Ghost comes to basement to type.
Every night before he locks up his typewriter shop off Baker Street, Marylebone, Mr R. Leftwich goes downstairs to a darkened cellar and places a clean piece of paper in an ancient typewriter which stands alone on a table. When he returns next morning he inspects the sheet to see if anything is written on it. For Mr Leftwich says his shop is haunted… by a ghost which arrived with the typewriter.
The machine came to the shop a few weeks ago. Because it was very old – one of the first ever made, in fact – it was valued at only 10s. Now Mr Leftwich is wondering whether he has not bought himself 10s. worth of trouble. He maintains that the machine has moved around the shop on its own. Mysterious messages have been written on it in the middle of the night. What is more, Mr Leftwich says he has seen the keys moving of their own accord.
The young shop-owner told of the mysterious happenings to a Mercury reporter who called at his offices. Said he: “We accepted in part payment a very old and dusty typewriter from a country convent. Like most of these old machines which we are obliged to take, it was duly placed in our basement, and forgotten about until a week later when I noticed that it had been removed from its original position and placed in a typing position on a table. Upon making inquiries nobody appeared to know anything about the incident or could supply any kind of explanation. The typewriter was then placed back in its former position on a shelf. The following morning when I went downstairs I found that the incident had repeated itself. The typewriter had once more ‘put itself’ on the table. As on this occasion I had both keys to the room and knew that no one could have entered I was, to say the least, quite dumbfounded. What was more astounding was the fact that someone – or should I say ‘something’ – had placed a sheet of paper in the typewriter roller and typed on the paper, though badly ‘i am trying to make contact’. “
This, in Mr Leftwich’s words “Not only lifted my eyebrows but my hair as well.” Since then he has left the typewriter on the table. “On two occasions I have seen the keys to be moving without the aid of any human operation,” he said.

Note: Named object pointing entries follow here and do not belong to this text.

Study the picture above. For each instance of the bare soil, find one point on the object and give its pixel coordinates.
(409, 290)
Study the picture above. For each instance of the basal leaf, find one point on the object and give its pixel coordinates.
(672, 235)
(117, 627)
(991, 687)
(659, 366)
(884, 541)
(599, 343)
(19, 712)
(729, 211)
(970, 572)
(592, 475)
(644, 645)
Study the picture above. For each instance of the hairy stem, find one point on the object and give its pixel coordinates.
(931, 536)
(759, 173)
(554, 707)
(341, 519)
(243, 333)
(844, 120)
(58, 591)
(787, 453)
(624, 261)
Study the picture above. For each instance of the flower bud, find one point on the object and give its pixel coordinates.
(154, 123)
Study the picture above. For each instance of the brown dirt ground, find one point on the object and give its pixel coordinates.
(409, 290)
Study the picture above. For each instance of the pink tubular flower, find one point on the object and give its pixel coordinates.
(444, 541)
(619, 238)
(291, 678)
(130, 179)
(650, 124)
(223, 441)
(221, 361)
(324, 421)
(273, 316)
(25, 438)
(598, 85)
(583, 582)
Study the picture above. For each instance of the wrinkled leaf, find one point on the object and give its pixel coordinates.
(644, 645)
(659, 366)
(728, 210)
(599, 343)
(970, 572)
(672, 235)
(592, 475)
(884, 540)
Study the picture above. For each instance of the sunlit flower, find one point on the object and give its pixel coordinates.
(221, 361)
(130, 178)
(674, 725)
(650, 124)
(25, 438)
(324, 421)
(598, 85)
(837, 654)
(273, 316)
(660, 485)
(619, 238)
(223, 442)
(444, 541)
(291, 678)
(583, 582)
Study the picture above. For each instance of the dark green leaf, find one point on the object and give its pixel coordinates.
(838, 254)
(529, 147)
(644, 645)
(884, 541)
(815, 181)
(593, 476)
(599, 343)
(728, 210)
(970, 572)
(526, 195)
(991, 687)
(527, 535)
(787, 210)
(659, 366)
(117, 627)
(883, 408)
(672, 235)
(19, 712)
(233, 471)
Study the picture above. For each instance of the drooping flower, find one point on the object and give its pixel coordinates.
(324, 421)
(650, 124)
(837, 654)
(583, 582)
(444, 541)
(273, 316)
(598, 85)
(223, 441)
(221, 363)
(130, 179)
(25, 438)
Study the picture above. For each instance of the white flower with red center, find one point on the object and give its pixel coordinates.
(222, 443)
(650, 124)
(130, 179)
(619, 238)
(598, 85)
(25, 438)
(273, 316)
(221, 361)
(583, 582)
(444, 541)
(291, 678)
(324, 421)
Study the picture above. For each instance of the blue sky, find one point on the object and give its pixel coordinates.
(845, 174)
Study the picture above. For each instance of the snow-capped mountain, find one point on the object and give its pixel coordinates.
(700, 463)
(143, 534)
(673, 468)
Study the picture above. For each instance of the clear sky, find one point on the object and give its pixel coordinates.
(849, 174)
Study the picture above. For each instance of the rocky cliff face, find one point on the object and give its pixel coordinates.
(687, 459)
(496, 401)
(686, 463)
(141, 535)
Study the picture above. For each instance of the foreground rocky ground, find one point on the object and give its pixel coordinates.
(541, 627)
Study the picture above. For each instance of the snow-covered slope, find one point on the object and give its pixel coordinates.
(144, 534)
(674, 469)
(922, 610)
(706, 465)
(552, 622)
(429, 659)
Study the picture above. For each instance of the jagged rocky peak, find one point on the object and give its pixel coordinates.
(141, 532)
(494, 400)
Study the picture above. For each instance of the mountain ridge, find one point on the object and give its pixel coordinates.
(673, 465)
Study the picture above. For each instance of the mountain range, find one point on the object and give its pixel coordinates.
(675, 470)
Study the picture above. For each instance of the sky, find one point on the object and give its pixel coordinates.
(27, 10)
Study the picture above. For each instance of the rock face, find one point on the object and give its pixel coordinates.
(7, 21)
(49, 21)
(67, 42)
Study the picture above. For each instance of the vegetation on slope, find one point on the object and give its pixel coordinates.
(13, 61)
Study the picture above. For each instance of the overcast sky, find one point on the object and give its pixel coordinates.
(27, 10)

Who is the mystery typist? Mr Leftwich himself offers this explanation. “The typewriter is a very old one and perhaps his owner was too. Can it be that they had been together so long that they didn’t like to be parted? Whatever the sequel I can only assume that its former owner is needing it now and that is why I now leave the typewriter on the table every night with a clean sheet of paper in the roller ready to receive a message from somewhere or something i know not what.”
And there the typewriter will stay until the message is received. Eventually Mr Leftwich will break the machine up and use the parts – which may cause a further mystery. For what would happen if all the ghostly parts started their tricks in the other machines?
Marylebone Mercury, 28th August 1953.